For any WSN, it is critical to handle unexpected sensor nodes failures for robustness. In REEDG, instead of one sensor node, a whole grid is employed as a member of the transmitting chain. All the nodes in a grid play a role as CL in turn. In one time instant, CL responds for the data transmitting along the chain. When a CL fails, the other nodes in the same grid with the CL take the place of the current CL to collect and transmit the sensed information. The CM which replaces the current CL is chosen according to its residual energy. When CMs do not receive the answer

message from their CL for a time threshold thy, a new CL electing process will start following the same rule as selecting CL initially in Algorithm 1. Since each node in a grid stores the information of the upstream and downstream grid when the chain forms, this new CL simply forwards data to the next CL toward the CH, until finally the aggregated data reach the sink. These techniques improve the robustness of REEDG against unexpected node failures. Even though multiple sensor nodes fail simultaneously along the forwarding path, our scheme also handles well because the data gathering can be achieved if only one node in a grid works well. In addition, it is not necessary to reconstruct the chain in the presence of a few nodes failures, which also enhances system robustness.

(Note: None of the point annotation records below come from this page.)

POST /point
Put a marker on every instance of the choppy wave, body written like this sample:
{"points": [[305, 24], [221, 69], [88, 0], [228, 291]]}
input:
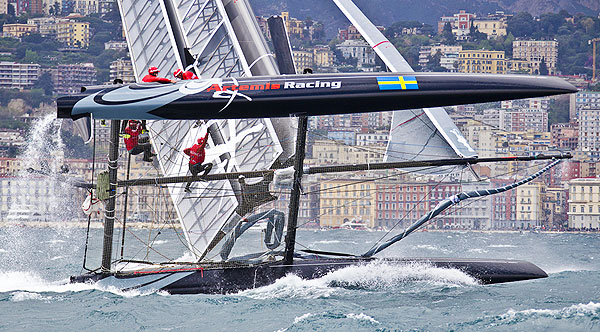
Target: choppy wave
{"points": [[590, 310], [431, 247], [33, 283], [28, 286], [373, 276], [502, 246], [309, 320]]}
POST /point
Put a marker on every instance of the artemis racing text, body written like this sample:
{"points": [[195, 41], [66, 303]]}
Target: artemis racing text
{"points": [[274, 86]]}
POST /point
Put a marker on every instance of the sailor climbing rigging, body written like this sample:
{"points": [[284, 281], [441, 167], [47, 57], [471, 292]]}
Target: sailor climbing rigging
{"points": [[136, 140], [153, 76], [197, 154], [185, 75]]}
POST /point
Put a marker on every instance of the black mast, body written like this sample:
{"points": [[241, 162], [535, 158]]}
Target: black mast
{"points": [[290, 238], [109, 212]]}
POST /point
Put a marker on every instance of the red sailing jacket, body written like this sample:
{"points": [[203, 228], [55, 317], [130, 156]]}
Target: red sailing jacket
{"points": [[131, 141], [188, 75], [149, 78], [196, 152]]}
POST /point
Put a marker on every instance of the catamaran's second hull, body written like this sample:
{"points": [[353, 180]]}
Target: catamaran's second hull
{"points": [[237, 277]]}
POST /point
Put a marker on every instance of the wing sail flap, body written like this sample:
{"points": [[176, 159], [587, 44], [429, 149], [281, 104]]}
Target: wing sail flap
{"points": [[443, 127]]}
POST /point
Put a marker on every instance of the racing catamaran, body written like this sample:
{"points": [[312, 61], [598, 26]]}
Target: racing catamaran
{"points": [[250, 109]]}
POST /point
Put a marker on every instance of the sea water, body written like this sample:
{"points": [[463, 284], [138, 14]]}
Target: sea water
{"points": [[35, 264]]}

Furthermore, in REEDG, the updated control message is triggered and passed though the chain when a CH grid changes. Every node in CH grid can play as CH and the control message does not need to be updated during the grid lifetime as a CH grid. Compared with a single node as CH, which frequently refreshes control message when head node changes, REEDG reduces the number of control messages so as to conserve the scarce energy supply of sensor nodes.

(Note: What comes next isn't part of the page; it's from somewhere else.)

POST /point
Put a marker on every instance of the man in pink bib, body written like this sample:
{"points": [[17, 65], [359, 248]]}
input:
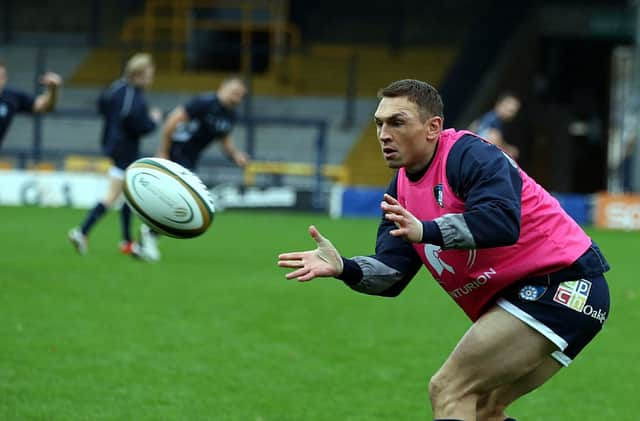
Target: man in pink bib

4.6. Energy Consumption and Delay Analysis. This section presents the theoretical analysis of energy consumption at CM, CL, and CH nodes, delay during cluster formation, and energy consumption during data transmission.

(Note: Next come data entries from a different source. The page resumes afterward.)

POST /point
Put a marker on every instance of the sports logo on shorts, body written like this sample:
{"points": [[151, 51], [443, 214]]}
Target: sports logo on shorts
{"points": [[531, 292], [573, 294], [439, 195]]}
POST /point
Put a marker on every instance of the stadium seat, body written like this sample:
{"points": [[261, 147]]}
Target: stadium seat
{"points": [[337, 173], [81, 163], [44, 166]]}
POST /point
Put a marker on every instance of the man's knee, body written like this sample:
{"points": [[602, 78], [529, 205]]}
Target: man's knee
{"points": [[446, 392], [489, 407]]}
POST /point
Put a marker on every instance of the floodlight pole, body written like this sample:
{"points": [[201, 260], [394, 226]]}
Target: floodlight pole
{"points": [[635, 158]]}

4.6.1. Energy Consumption. On Chain Formation. In both PEGASIS and the hierarchical chain-based scheme, nodes need the global location information of all the nodes to form a chain. When a new node will be added to the chain, the protocols need to find out the node, which is nearest to the current CH or which adds the minimum £ d", from all the nodes which are not in the current chain. They need to calculate the distance for these nodes and communication with them. Since the number of nodes is large, the process of chain forming consumes a lot of energy and time whereas REEDG just searches for a new chain member added to the chain in the neighbor of the current chain, which reduces energy and time consumption in the chain formation.

On CM. Our data transmission scheme always guarantees that CMs send their data to CL in their own grid so that the transmission distance is relatively small as it is in other chain-based approaches. Moreover, CMs do not aggregate data in REEDG due to data aggregation at CL. Since the information from the same grid is always related, data aggregating by CL is more efficient. Also, CM is just active to send data at the time instant negotiated with its CL and gets into sleep in the other time to save energy.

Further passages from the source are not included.